Jede Arbeit ist ehrenhaft und besser als zu Faulenzen. Das gilt selbstverständlich auch für geringfügige Arbeit. Derzeit ist die Geringfügigkeitsgrenze (2017) bei 425,70 Euro pro Monat oder 31,92 Euro pro Tag. Bei diesem geringen Einkommen sind nicht alle Anschaffungen wirklich leistbar, aber eine Finanzierung kann vieles möglich machen.

Notiz: Auch geringfügig Beschäftigte sollten über eine freiwillige Krankenversicherung nachdenken, die bereits für einen geringen Monatsbetrag für gesundheitliche Notfälle vorsorgt.

Was kosten Anschaffungen für Geringverdiener?
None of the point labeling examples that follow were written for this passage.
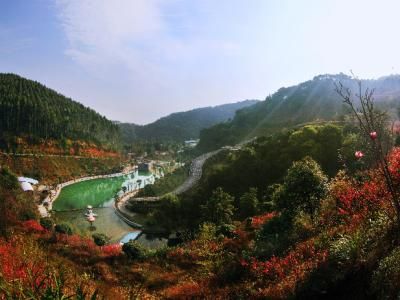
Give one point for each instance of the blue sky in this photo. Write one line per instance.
(138, 60)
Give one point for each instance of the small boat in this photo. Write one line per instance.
(89, 212)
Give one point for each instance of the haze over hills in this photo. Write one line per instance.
(181, 126)
(32, 111)
(309, 101)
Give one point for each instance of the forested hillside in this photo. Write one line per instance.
(30, 110)
(182, 125)
(309, 101)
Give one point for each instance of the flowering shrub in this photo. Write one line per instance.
(22, 268)
(279, 276)
(258, 221)
(80, 246)
(354, 201)
(386, 278)
(185, 290)
(111, 250)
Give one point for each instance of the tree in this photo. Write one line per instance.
(302, 189)
(133, 249)
(373, 125)
(63, 228)
(100, 239)
(219, 208)
(47, 223)
(248, 204)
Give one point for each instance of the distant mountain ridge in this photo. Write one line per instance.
(309, 101)
(181, 126)
(31, 111)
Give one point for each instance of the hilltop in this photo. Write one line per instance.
(313, 100)
(181, 126)
(32, 114)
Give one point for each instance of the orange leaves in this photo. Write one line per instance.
(258, 221)
(279, 276)
(32, 226)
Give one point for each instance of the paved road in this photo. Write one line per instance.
(196, 170)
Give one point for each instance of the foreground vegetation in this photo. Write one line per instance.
(305, 213)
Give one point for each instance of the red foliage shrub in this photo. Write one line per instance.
(32, 226)
(185, 290)
(279, 276)
(80, 246)
(111, 250)
(19, 270)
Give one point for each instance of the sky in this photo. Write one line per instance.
(138, 60)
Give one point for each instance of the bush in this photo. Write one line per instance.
(134, 250)
(47, 223)
(63, 228)
(386, 279)
(345, 249)
(100, 239)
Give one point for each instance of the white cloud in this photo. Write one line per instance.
(146, 44)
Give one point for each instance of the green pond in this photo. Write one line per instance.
(70, 207)
(95, 192)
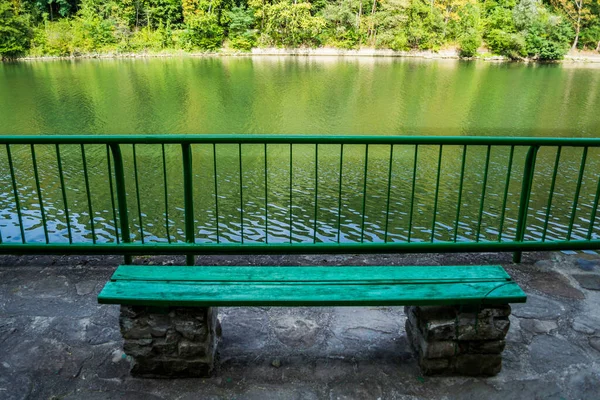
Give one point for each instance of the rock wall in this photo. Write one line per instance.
(170, 342)
(455, 340)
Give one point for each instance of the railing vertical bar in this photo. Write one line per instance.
(340, 192)
(216, 191)
(39, 193)
(64, 192)
(362, 224)
(15, 192)
(137, 193)
(266, 198)
(112, 194)
(412, 195)
(87, 192)
(387, 205)
(594, 211)
(483, 190)
(241, 193)
(460, 186)
(551, 193)
(121, 196)
(577, 191)
(291, 196)
(506, 187)
(166, 190)
(316, 191)
(188, 198)
(437, 192)
(528, 173)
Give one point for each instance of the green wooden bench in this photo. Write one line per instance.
(170, 327)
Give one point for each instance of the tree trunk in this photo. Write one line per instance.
(372, 30)
(577, 30)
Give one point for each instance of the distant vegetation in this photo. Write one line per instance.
(513, 28)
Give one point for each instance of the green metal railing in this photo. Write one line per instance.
(397, 161)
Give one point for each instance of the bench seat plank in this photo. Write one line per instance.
(328, 286)
(278, 275)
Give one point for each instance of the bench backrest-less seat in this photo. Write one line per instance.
(457, 315)
(310, 286)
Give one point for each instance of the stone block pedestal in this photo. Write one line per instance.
(170, 342)
(458, 340)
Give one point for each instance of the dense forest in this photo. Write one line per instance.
(535, 29)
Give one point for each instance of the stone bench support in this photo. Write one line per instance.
(172, 342)
(457, 340)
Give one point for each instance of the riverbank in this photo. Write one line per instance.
(56, 341)
(574, 57)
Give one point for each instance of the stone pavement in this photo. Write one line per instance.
(56, 342)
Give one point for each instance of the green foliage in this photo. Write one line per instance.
(203, 32)
(288, 24)
(511, 45)
(469, 43)
(513, 28)
(241, 35)
(14, 30)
In der folgenden Tabelle finden sich keine Summen, sondern verschiedene Ausgaben während einer geringfügigen Beschäftigung in unterschiedlichen Preiskategorien.

Kosten Günstig Durchschnitt Hochwertig / Teuer
Umzug 190 Euro 530 Euro 1.160 Euro
Herd (inkl. Backofen) 250 Euro 550 Euro 1.500 Euro
Kühlschrank 150 Euro 350 Euro 1.000 Euro
Fernseher 130 Euro 400 Euro 3.000 Euro
Arbeitscomputer 399 Euro 1.125 Euro 6.940 Euro
Samsung Smartphone 150 Euro 400 Euro 850 Euro
1 Tattoositzung 250 Euro 360 Euro 610 Euro
Miete pro Monat 450 Euro 900 Euro 1.800 Euro
Waschmaschine 200 Euro 300 Euro 1.200 Euro
Geburtsvorbereitungskurs 100 Euro 120 Euro 150 Euro
Schwangerschaftsgymnastik 7 Euro / h 10 Euro / h 15 Euro / h

Aus verschiedenen Gründen wird nur einer geringfügigen Beschäftigung nachgegangen. Doch unabhängig von diesen Motiven ergibt sich ein bestimmter Bedarf in jedem Haushalt. Dazu können technische Geräte zählen, aber auch bestimmte Vorbereitungskurse in der Schwangerschaft, die nur wegen der geringfügigen Beschäftigung nicht geschwänzt werden dürfen.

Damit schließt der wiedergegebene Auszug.